One of the valuable lessons that I’m grateful I learned in the early days of my ministry was that there were women and men in the congregation whose perspectives and opinions I could value because they were able to take the long view of things. (Or as John puts it, they “know him who is from the beginning”.) They had lived through the high times and weathered the storms. They had seen fads that came and quickly faded away like the flowers of spring. But they also had the wisdom to recognize when God the Holy Spirit was leading us in new directions, to embark on new adventures—and perhaps to discard some of the things that had become hollow traditions, sometimes even impediments to the gospel.
I used to think of them privately as the wise old owls. And I don’t know what I, or we as a congregation, would have done without them. I continue to be humbled by their long-term commitment and service to Jesus and his church. And again and again I have found myself grateful both for their time-tested wisdom and also for their willingness to give the younger members of the congregation the rope and the freedom to try out new ideas, new approaches, and on some occasions to ward off disaster with some wise words of caution—and all without a hint of judgement or a critical spirit. How much we have to gain when we learn to listen with respect to the senior members of our congregation!
A word to the young
John’s words aren’t for the seniors only, however. He also has something to share with the younger members of the church. And by the way, John is not talking about the youth group here (although they too have important roles to play). The word John uses refers to those somewhere in the twenty-five- to forty-year-old bracket. These are people in the prime of life—people who are newly married, starting families, early in their careers.

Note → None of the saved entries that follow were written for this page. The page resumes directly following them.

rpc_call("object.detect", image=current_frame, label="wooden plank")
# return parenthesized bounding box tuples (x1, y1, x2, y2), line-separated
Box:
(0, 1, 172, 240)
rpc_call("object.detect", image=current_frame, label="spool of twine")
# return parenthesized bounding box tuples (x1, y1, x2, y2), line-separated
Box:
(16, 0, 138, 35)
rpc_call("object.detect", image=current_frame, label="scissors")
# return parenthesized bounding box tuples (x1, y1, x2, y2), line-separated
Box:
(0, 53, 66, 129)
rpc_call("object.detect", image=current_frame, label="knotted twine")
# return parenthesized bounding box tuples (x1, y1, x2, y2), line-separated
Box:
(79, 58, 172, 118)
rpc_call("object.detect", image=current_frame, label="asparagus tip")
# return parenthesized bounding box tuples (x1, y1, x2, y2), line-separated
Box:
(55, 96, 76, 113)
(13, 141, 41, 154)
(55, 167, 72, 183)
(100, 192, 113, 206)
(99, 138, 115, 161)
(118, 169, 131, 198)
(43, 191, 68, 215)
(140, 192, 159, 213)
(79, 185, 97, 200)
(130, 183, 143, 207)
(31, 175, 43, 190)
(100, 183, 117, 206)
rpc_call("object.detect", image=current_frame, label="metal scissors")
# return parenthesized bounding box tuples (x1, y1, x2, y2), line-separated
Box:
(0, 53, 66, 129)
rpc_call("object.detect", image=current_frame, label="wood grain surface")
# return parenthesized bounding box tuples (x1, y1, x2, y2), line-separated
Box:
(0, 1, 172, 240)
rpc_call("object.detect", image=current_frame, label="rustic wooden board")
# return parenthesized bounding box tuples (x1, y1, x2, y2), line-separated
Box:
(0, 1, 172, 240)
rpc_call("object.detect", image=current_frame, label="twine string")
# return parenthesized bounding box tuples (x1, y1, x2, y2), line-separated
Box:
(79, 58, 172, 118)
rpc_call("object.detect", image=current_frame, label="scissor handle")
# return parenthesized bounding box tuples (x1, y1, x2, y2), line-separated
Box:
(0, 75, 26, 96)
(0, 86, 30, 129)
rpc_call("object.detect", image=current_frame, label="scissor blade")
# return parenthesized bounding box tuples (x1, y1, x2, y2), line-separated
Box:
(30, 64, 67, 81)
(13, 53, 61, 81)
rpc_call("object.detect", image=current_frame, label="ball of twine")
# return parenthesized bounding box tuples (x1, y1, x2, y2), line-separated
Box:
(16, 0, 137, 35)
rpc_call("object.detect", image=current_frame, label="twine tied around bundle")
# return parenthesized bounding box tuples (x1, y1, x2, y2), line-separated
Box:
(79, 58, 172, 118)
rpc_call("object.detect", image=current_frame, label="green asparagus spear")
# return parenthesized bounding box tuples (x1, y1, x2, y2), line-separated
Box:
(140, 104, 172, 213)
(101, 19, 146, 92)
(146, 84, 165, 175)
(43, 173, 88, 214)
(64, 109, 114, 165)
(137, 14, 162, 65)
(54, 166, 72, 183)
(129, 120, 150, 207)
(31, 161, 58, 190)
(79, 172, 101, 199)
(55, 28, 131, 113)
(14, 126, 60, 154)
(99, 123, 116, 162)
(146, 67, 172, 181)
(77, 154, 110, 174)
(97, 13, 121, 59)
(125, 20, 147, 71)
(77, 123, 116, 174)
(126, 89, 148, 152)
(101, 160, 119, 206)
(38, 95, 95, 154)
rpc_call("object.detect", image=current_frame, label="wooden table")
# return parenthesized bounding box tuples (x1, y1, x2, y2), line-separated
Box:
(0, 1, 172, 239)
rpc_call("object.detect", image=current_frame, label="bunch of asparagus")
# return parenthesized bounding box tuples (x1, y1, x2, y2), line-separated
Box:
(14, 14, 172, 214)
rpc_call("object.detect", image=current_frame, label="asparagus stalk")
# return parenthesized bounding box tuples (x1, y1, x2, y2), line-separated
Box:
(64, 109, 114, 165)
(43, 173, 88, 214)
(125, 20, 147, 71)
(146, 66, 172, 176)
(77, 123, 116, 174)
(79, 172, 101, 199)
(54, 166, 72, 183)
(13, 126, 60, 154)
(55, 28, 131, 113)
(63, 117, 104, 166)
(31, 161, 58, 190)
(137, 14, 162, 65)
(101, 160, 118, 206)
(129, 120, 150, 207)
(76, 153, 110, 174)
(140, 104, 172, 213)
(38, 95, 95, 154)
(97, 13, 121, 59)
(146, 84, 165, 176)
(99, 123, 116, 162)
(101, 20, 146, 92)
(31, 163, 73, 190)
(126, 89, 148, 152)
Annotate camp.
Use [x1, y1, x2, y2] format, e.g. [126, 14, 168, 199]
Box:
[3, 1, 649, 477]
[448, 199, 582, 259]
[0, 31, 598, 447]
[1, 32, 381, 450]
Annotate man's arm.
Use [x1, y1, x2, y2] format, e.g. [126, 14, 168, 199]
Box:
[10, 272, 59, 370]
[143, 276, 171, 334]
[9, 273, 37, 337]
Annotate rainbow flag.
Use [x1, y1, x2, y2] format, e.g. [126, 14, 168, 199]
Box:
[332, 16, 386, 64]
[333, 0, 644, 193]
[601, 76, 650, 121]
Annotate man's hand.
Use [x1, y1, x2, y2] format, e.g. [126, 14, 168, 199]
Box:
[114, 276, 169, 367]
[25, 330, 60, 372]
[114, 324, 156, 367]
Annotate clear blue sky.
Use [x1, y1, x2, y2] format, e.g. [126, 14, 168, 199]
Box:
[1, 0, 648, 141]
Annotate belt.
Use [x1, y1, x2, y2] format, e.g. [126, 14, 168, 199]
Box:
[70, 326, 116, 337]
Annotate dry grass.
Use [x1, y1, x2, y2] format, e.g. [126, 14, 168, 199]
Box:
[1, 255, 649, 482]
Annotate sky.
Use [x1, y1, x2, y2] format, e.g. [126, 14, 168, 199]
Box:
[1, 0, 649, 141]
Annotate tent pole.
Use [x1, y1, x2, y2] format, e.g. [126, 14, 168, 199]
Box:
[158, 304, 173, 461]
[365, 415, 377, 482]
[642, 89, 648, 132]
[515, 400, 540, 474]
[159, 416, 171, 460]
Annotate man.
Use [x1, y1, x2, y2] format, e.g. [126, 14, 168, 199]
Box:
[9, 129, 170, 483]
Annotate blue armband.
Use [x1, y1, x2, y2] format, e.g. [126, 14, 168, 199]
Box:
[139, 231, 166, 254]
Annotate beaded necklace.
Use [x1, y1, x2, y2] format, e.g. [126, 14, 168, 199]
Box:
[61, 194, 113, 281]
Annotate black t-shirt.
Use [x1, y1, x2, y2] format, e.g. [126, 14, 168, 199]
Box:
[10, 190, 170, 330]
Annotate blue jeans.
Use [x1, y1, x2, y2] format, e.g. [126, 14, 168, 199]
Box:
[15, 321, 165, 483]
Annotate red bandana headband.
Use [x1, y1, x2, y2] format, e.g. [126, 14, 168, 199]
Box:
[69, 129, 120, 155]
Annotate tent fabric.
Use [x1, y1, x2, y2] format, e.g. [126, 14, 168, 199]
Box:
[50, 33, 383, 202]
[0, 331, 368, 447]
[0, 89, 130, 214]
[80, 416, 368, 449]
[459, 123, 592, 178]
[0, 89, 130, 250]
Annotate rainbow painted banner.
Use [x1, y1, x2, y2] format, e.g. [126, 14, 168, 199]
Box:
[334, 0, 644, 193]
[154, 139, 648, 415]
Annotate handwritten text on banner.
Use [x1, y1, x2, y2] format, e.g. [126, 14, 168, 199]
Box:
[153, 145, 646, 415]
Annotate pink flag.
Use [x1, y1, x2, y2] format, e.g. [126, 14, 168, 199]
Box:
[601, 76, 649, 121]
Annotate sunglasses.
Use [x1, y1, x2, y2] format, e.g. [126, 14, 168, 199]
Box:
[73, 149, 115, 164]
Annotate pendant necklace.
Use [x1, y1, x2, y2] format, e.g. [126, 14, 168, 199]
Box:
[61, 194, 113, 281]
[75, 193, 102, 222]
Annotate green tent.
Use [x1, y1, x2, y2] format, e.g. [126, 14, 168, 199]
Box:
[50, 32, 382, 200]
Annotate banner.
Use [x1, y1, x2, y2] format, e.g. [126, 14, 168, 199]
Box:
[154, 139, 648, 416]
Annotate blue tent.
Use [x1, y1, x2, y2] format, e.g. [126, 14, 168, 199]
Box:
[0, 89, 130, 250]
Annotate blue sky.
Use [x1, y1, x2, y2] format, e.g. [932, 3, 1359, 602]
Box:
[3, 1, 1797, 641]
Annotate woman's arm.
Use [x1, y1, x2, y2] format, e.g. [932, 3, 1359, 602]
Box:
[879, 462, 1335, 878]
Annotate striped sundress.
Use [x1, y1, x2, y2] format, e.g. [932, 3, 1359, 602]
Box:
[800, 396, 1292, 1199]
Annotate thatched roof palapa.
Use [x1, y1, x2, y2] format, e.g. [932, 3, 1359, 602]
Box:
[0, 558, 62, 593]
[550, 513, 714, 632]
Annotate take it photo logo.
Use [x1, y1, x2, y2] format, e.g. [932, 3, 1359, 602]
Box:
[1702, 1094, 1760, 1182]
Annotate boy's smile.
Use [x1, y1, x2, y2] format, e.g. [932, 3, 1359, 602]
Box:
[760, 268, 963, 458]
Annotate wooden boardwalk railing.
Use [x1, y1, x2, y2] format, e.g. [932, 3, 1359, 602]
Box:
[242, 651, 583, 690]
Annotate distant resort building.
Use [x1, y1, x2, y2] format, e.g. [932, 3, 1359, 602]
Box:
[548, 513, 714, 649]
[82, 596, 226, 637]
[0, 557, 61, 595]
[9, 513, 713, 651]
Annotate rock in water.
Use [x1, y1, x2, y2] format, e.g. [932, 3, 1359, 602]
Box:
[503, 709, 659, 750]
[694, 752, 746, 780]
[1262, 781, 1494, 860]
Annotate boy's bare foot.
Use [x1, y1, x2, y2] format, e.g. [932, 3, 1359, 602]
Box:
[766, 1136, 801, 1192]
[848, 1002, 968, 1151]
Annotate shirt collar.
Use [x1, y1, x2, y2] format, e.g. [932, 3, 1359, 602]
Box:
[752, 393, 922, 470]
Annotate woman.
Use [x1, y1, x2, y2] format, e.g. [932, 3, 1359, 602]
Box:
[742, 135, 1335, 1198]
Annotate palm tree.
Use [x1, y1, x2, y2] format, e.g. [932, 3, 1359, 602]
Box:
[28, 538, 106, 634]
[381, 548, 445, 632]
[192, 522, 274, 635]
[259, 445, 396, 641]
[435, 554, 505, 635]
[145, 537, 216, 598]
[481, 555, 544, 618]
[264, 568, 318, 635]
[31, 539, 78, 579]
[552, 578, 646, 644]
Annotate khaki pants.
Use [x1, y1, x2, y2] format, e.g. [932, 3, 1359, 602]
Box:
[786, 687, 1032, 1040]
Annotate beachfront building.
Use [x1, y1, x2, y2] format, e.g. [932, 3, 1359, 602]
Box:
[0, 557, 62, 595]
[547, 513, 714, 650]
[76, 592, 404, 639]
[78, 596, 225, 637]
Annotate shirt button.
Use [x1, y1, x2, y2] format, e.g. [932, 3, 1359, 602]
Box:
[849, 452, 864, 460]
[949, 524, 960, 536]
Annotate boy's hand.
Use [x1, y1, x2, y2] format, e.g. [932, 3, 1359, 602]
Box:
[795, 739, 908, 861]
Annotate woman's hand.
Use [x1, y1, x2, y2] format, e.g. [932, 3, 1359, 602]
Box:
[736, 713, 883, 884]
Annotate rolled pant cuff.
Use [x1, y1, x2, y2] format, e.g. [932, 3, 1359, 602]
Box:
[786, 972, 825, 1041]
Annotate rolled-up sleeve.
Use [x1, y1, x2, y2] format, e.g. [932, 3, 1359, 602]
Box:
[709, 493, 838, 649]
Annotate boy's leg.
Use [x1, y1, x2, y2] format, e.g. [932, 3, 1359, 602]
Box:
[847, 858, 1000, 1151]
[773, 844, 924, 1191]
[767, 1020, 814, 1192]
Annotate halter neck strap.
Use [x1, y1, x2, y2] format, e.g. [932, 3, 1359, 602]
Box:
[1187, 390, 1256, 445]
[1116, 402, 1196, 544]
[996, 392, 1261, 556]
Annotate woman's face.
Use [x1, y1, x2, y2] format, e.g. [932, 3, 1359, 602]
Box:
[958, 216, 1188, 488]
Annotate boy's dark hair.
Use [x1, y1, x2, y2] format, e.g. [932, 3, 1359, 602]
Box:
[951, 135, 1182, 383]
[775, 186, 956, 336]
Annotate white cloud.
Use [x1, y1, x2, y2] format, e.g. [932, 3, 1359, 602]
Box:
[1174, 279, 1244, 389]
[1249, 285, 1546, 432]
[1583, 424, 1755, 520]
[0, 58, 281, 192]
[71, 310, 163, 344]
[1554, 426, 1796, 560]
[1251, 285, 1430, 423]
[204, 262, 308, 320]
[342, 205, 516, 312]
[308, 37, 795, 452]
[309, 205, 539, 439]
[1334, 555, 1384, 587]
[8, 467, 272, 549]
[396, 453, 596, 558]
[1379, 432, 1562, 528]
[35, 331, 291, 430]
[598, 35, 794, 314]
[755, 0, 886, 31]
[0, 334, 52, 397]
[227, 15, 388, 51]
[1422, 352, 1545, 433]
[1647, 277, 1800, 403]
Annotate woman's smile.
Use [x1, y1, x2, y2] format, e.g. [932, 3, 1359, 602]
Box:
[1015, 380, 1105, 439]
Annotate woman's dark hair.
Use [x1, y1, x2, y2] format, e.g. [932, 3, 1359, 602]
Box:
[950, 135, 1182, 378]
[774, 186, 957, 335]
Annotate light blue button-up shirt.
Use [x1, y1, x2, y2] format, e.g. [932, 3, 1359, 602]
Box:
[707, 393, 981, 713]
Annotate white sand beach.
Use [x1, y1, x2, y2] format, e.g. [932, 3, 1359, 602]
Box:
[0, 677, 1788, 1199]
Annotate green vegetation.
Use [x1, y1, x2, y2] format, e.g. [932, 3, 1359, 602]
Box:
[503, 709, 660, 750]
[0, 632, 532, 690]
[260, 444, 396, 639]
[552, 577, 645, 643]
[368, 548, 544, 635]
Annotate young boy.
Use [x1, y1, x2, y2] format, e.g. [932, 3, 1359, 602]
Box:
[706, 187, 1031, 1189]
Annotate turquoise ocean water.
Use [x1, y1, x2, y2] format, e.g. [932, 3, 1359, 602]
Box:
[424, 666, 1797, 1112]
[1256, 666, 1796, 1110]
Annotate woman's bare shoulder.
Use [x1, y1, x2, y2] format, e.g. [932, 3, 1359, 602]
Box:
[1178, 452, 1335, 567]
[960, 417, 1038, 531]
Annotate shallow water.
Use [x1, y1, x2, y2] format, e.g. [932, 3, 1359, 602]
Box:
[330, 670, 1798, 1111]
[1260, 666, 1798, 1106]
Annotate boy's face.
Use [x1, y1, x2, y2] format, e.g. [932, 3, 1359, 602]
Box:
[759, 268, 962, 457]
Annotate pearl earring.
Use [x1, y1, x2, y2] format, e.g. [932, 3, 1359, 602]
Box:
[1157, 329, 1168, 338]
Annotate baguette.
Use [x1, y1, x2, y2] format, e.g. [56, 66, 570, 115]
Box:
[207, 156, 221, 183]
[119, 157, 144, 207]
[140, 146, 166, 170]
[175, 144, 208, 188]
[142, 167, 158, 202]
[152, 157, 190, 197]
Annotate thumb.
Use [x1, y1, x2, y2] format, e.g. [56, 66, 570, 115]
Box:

It is all too easy for those important and significant commitments (commitments which I want to affirm are God-given) to mushroom and to consume all our time and resources, to the point where we have little energy left for anything else. (I don’t deny that embarking on a career and raising a family are hard work and take a lot of juggling!) Yet, as I have been grateful for the “wise old owls” I am also thankful to God for giving to me and to the churches where I have served those younger people who were willing to devote a significant portion of their time, their energy and their creativity to contribute and to follow through on fresh ideas and new directions given to them by the Holy Spirit.
Sometimes I find myself wondering why Jesus ever thought up the idea of the church. It can be so messy and complicated! Yet I thank God that over the years he has given me the opportunity to see that there is a riches when people from all different backgrounds and experiences, young and old, rich and poor, out of their common love for Jesus and energized by the Holy Spirit are committed to working together in the service of God’s kingdom.
My prayer is that we may be that kind of church. And indeed in many ways we are already that kind of church. We have old and young, students and retirees, young families and grandparents, single, married and widowed, ancestral Nova Scotians and newcomers from nearly a dozen different nations—all the ingredients for a powerful multi-generational, multinational witness here in Halifax. And so the question lies before us: Are we willing to lay aside our own agendas and follow God’s agenda—to use this wonderful variety he has given us, not to serve our own needs but to shine the light of Jesus into an increasingly dark and needy world?